Jon-Marc MacLean, lead pastor at Hope Lutheran Church, which sits across a wide boulevard from one of the Villages’ golf courses, said that a need for answers and comfort had brought many people to his door.
“The largest connecting point we have is through worship,” said MacLean. “A lot of it has to do with one-on-one calls and counseling. The biggest part for me is dealing with folks in the middle of actual loss, whether it’s from COVID or not.
“The disconnection is rampant,” he added. “The overwhelming fear among the pastors was that we were going to see a spike in suicides nationally because of people who are cut off and are not able to be in places where they would usually have support in a community.”
But these days of anger over politics and race make unity elusive.
“Red and blue as far as politics or black and white as far as skin —whatever it’s going to be,” MacLean said, “I think that’s created by fear. There’s a lot of people who are afraid.
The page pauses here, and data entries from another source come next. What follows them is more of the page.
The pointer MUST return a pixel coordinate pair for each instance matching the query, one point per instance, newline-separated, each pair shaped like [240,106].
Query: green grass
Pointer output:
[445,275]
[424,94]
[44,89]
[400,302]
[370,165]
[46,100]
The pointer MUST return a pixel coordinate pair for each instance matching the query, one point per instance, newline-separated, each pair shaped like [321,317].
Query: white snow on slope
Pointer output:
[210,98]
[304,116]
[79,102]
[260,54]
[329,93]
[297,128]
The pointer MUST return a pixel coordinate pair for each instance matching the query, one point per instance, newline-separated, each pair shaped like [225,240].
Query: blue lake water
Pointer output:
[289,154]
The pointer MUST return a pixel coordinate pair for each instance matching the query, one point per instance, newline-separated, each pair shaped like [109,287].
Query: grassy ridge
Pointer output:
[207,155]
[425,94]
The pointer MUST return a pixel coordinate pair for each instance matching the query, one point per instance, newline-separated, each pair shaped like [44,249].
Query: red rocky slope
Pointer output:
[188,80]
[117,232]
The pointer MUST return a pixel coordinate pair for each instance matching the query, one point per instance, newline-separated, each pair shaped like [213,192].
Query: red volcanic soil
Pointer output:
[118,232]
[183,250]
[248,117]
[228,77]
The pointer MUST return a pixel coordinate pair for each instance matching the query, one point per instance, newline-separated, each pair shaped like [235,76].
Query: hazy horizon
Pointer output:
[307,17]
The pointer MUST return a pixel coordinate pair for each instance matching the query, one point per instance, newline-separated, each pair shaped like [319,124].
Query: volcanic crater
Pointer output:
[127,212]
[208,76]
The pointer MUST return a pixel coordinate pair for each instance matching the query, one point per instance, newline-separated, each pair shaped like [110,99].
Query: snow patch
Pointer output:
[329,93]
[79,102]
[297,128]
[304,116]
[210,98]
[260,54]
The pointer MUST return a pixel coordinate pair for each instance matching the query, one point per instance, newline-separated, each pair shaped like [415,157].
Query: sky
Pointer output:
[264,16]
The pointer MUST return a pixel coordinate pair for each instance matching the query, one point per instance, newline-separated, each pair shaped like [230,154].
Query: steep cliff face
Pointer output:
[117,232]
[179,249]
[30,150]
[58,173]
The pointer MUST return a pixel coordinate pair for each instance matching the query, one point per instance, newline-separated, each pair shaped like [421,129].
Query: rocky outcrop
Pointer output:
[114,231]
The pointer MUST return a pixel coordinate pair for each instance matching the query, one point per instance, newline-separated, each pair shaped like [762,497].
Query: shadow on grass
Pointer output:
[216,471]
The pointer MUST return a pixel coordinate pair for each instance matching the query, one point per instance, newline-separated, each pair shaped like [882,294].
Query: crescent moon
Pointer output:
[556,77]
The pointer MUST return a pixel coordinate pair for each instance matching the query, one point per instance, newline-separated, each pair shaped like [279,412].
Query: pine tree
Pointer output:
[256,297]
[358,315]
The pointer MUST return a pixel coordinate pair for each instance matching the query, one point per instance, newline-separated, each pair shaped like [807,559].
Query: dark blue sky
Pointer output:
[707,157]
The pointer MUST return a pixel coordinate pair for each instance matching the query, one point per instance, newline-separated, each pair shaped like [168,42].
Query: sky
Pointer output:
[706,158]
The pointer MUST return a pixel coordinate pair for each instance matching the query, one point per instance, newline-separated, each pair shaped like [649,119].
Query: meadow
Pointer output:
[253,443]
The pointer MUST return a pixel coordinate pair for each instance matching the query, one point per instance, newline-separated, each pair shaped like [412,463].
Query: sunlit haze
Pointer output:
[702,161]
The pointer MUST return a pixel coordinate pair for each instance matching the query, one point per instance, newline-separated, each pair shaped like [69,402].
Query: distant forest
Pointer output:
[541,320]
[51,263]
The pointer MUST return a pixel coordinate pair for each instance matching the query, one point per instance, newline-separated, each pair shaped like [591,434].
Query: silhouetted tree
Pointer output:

Everything is changing out of our control, so I don’t want anything in my control to change.”
There is little confusion about politics in the Villages, a solid slice of red the president carried in 2016 with nearly 70% of the vote. This community is almost 98% white and about two-thirds Republican. But due in part to COVID-19, Trump’s support may be eroding here too.
Forst and Garcy, who both describe themselves as conservatives, will not be voting for Trump in November, largely because of his party’s response to the pandemic.
“It’s politicized at all levels. Statewide, everything,” Forst said. “This is a serious problem. They need to stop this nonsense and work together and get this country back on track.”
It’s hard to take it all in — stay safe, sane and not so alone — but what can a person do when danger lurks on the fairways and lingers in the bungalows?
“I’m trying to avoid that with the attitude and the physical stuff that I do each day,” Forst said. “Because hey, you either get on with living or get on with dying.”